You do not have to take my word for all of this folks. All of the information seen here is contained in NASA/MSFC document MPR-SAT-FE-73-4 “Saturn V Launch Vehicle Flight Evaluation Report; SA-513 Skylab 1” published on August 1, 1973. If you are asking why everyone, including NASA itself gets it wrong all the time, it is because documentaries are normally written and almost always produced by people who have little knowledge of the actual history of spaceflight and also have no inclination what-so-ever to go and research the facts from original, technical source material. NASA’s own documentaries suffer from the same illness because they are often produced outside of NASA, plus they are always researched and produced by the lowest bidder.

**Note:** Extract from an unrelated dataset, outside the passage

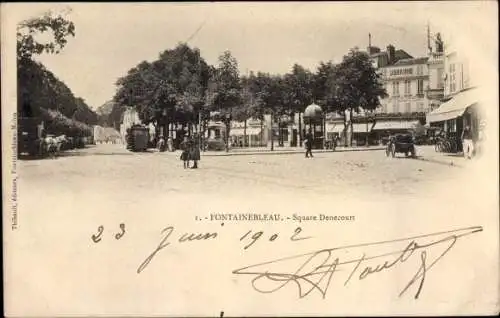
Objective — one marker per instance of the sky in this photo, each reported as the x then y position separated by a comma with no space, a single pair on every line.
270,37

Although Skylab was largely ignored by the media of the day and is somewhat forgotten today, its booster, AS-513, was unique- not only in its appearance- but also for its 592 second wild ride up hill. In 1973 we space buffs weren’t told a lot of details about this Saturn V’s flight- the media didn’t care and NASA wasn’t looking to expose their own faults any more than they absolutely had to. But now you not only know the facts about AS-513, but you can also have the satisfaction of watching, or reading all of the 40th anniversary accounts of the launch of Skylab 1 and when you hear them say, or read them state that the damage took place at “Max-Q” or “…at the point of maximum vibration…” (which is one of my personal favorite moronic statements made in such presentations), you can snicker and say; “They got it wrong again.”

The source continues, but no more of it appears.